I welcome that we at least have that in a directive, but the directive could go further and clarify the situation. I am worried about how the products are tested and by whom, and I am even worried about surveillance. Interestingly, we dropped our home and leisure accident surveillance systems—HASS and LASS—and we now have some other wonderful thing, but we do not know how many children choke every year because we do not keep those statistics. Some years ago I wrote to every accident and emergency department asking them how many cases of children choking they had. Obviously, I received only a small number of responses but it was clear that there were more cases of children choking on all manner of items than was recorded. That is a worry: we need to know what we are dealing with.
Mr. Clifton-Brown: I am grateful to my neighbour—I was going to call him my hon. Friend but that would have got me into trouble. He obviously has great experience of the issue. Has he any evidence that the profusion of kitemarks has meant that consumers have had problems understanding what they are supposed to know before buying the toy? We can debate at any length, but if consumers do not know what they are looking at the whole thing is a complete waste of time.

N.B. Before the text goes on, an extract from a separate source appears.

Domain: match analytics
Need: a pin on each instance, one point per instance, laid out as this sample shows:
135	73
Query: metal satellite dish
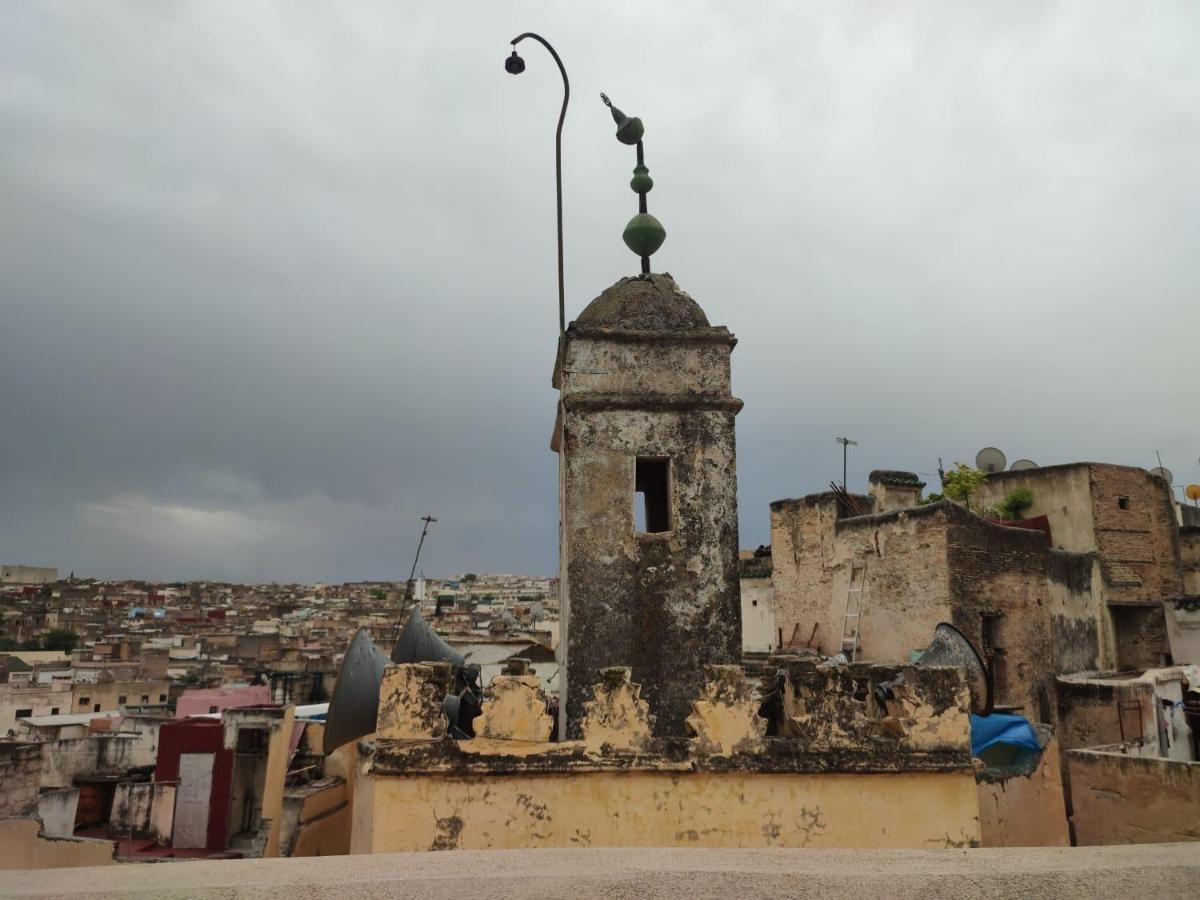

Mr. Drew: That is a problem. I have reported foreign eggs, which come from Russia and are direct copies of these eggs, to the police and to trading standards, because the instructions are in a foreign language. Instructions must be in a language that a three-year-old or someone younger can read. Those are key points because there is a proliferation of what we mean by warnings and of ways of telling people that these items are potentially dangerous. If the items were not dangerous, we would not have the casebook of evidence that some of us have accrued. I agree that it would help if the Minister referred to the CE mark. That is as good a standardisation as possible. But the problem is: how does one guarantee that the CE mark has been given to a safe product? In a sense, the onus is always on the manufacturer to be able to prove that, and we take it largely as read until there is an incident. Clearly, in many instances items have not been safe. We recognise that that is a sensitive area.
I leave my remarks at that, and I hope that the Minister has heard them and will go back to Europe and be robust. We need to understand that we all tread carefully in this area. When there is the next incident—I say “when” because I am not at all satisfied that we have the safety case right—we will all say, “Isn’t it terrible that we didn’t do something about it?” We have had an opportunity to do something about it; the legislation could have been better, but at least we now have something to work on. If the Minister supports the redesigning of the product, I will go away from the Committee feeling at least a bit happier.